Monday, January 04, 2016

Configure Standalone Spark on Windows 10

Background

Its been almost 2 years since I wrote a blog post. Hopefully the next ones will be much more frequent. This post is about my experice of setting up Spark as a standalone instance on Windows 10 64 bit machine. I got back to bit of programming after a long gap and it was quite evident that I struggledd a bit in configuring the system. Someone else coming from a .Net background and new to Java way of working might face similar difficulties tat I faced over a day to get Spark up and running.

 

What is Spark

Spark is an execution engine which is  gaining popularity due to its ability to perform in memory parallel processing. It claims to be upto 100 times more faster compared to Hadoop MapReduce processing methods. It also fits more in the distributed computing paradigm related to big data world.
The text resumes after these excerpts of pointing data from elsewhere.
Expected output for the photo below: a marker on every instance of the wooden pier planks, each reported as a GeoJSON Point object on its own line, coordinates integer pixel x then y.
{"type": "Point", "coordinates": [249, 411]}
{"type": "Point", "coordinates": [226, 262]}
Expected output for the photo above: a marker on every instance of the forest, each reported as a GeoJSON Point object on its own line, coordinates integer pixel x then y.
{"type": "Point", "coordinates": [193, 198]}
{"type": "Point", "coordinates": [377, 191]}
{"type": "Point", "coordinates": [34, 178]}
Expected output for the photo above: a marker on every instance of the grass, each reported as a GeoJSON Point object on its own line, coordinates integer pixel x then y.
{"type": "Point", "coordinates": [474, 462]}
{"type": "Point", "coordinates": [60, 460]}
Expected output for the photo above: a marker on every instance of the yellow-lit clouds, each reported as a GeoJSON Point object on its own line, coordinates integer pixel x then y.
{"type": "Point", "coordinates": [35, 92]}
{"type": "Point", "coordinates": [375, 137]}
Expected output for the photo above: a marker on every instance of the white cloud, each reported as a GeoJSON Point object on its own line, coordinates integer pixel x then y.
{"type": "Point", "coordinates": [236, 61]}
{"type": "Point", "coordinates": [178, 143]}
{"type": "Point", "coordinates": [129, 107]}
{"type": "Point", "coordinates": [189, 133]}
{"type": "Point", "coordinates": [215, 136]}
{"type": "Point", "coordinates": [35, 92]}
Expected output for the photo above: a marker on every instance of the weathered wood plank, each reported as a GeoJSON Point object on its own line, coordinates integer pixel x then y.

One of the positives of Spark is that it can be run in standalone mode without having to setup nodes in the cluster. This also means that we do not need to set up Hadoop cluster to get started with Spark. Spark is written in Scala & support Scala, Java, Python and R languages as of writing this post in January 2016. Currently it is one of the most popular projects among the different tools used as part of Hadoop ecosystem.

 

What is the problem in installing Spark in stand alone mode on Windows machine?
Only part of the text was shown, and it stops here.